A Distortion Embedding From Any Metric Space to Chebyshev Space
In the previous post, we introduced the concepts of metric space and embedding, and we discussed two isometric embeddings into the Chebyshev \((\ell_\infty)\) space. However, in many practical scenarios, distortion embeddings are more effective, as they trade precision for computational efficiency.
In this post, we introduce a new embedding that maps points from any metric space into \(\ell_\infty\)-space with appropriate dimensions.

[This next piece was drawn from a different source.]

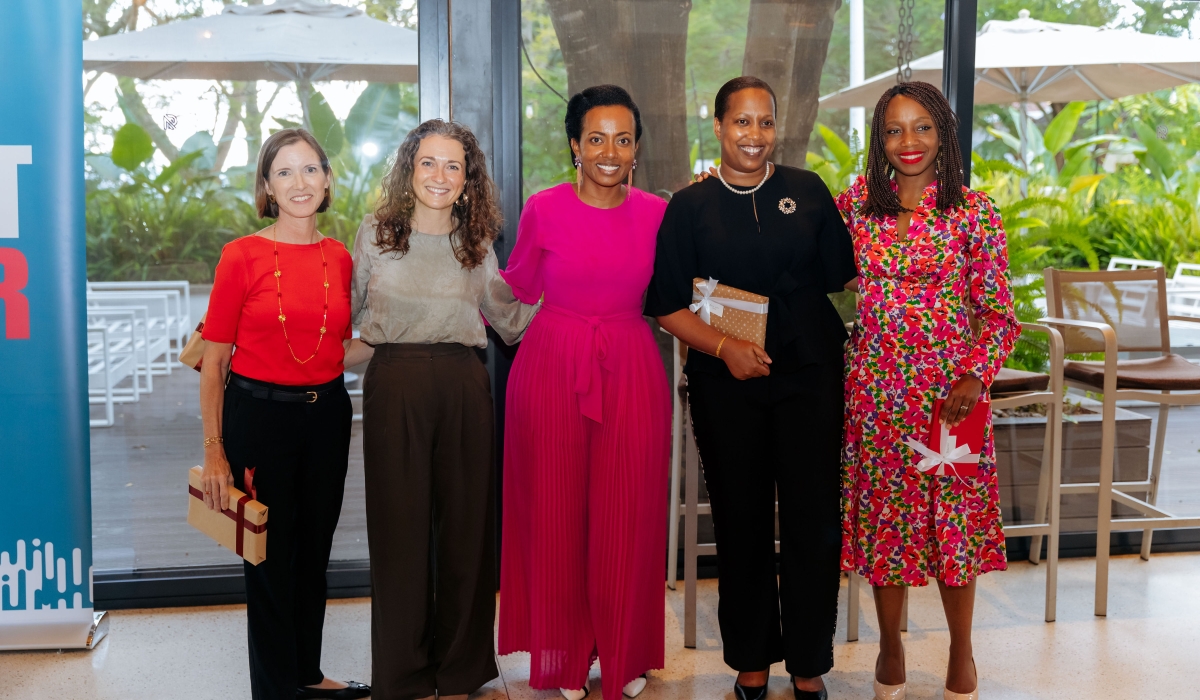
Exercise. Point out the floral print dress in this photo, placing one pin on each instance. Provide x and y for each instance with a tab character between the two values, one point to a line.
912	341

Furthermore, we demonstrate that the contraction of this embedding does not exceed a given parameter \(D\).
This embedding was proposed by Matousek in his paper On the Distortion Required For Embedding Finite Metric Spaces into Normed Spaces. For a deeper understanding, we encourage you to refer to the original paper.
Theorem
Given a finite metric space \((\mathcal{M},d_{\mathcal{M}})\), a parameter \(D\), and \(n=|\mathcal{M}|\), there exists an embedding \(f\) from \((\mathcal{M},d_{\mathcal{M}})\) into \(\mathcal{L}_{\infty}^{n,O\left(Dn^{\frac{2}{D}}\log{n}\right)}\) such that, for any pair of points \(\boldsymbol{x},\boldsymbol{y}\in\mathcal{M}\), the embedding satisfies: \[ \frac{d_{\mathcal{M}}(\boldsymbol{x},\boldsymbol{y})}{D}\le\Vert \boldsymbol{f(x)}-\boldsymbol{f(y)}\Vert_{\infty}\le d_{\mathcal{M}}(\boldsymbol{x},\boldsymbol{y}) \]

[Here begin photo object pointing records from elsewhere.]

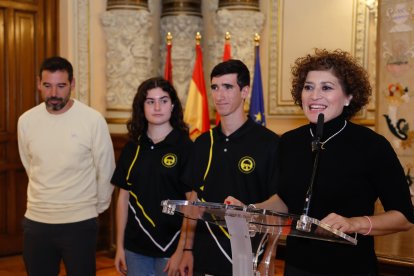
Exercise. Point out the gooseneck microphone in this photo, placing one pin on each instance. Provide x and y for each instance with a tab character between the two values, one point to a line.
304	224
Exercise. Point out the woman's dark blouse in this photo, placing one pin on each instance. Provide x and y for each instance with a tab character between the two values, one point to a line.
155	176
356	167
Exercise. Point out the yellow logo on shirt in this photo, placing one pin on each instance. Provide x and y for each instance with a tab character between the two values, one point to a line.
246	164
169	160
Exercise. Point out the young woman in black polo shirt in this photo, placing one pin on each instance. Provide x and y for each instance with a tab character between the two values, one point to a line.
149	171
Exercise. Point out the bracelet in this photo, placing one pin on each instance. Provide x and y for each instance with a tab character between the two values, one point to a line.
370	226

This result can be expressed concisely as: \[ (\mathcal{M},d_{\mathcal{M}})\overset{D}{\hookrightarrow}\mathcal{L}_{\infty}^{n,O\left(Dn^{\frac{2}{D}}\log{n}\right)} \] Next, we introduce the construction of this embedding.

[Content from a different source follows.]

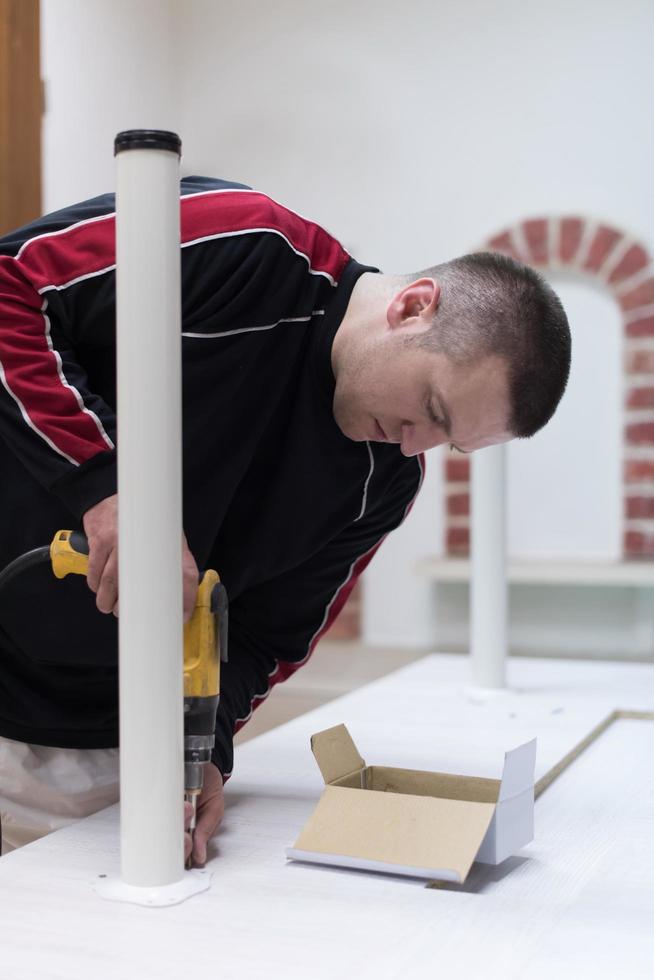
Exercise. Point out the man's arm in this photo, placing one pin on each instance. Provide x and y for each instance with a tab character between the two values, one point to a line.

Construction of the Embedding
The core of the embedding involves constructing several subsets of \(\mathcal{M}\). Given an auxiliary parameter \(p=\min\left(\frac{1}{2},n^{-\frac{2}{D}}\right)\), for \(j=1,2,\cdots,\left\lceil\frac{D}{2}\right\rceil\), each element in \(\mathcal{M}\) is chosen to be part of a subset with probability \(p^j\). Repeating the process \(m=\left\lceil 24n^{\frac{2}{D}}\log{n}\right\rceil\) for each \(j\), we can construct \(mq\) subsets: \[ \mathcal{M}_{11},\cdots,\mathcal{M}_{m1},\mathcal{M}_{12},\cdots,\mathcal{M}_{m2},\cdots,\mathcal{M}_{1q},\cdots,\mathcal{M}_{mq} \] For a point \(\boldsymbol{x}\) and a subset \(\mathcal{M}_{ij}\) of \(\mathcal{M}\), the distance between \(\boldsymbol{x}\) and \(\mathcal{M}_{ij}\) is defined as: \[ d_{\mathcal{M}}(\boldsymbol{x},\mathcal{M}_{ij})=\min_{\boldsymbol{x'}\in\mathcal{M}_{ij}}d_{\mathcal{M}}(\boldsymbol{x},\boldsymbol{x'}) \] The mapping \(\boldsymbol{f(x)}\) is then given by: \[ \left(d_{\mathcal{M}}(\boldsymbol{x},\mathcal{M}_{11}),\cdots,d_{\mathcal{M}}(\boldsymbol{x},\mathcal{M}_{m1}),d_{\mathcal{M}}(\boldsymbol{x},\mathcal{M}_{12}),\cdots,d_{\mathcal{M}}(\boldsymbol{x},\mathcal{M}_{m2}),\cdots,d_{\mathcal{M}}(\boldsymbol{x},\mathcal{M}_{1q}),\cdots,d_{\mathcal{M}}(\boldsymbol{x},\mathcal{M}_{mq})\right) \]
Proof
To prove that the contraction of the embedding is at most \(D\), we first need to establish an important lemma.
Important Lemma
Let \(\boldsymbol{x}\) and \(\boldsymbol{y}\) be two distinct points of \(\mathcal{M}\). Then there exists an index \(j\in\{1,2,\cdots,q\}\) such that:
\[ \Pr\left[\left|d_{\mathcal{M}}(\boldsymbol{x},\mathcal{M}_{ij})-d_{\mathcal{M}}(\boldsymbol{y},\mathcal{M}_{ij})\right|\ge\frac{d_{\mathcal{M}}(\boldsymbol{x},\boldsymbol{y})}{D}\right]\ge\frac{p}{12} \]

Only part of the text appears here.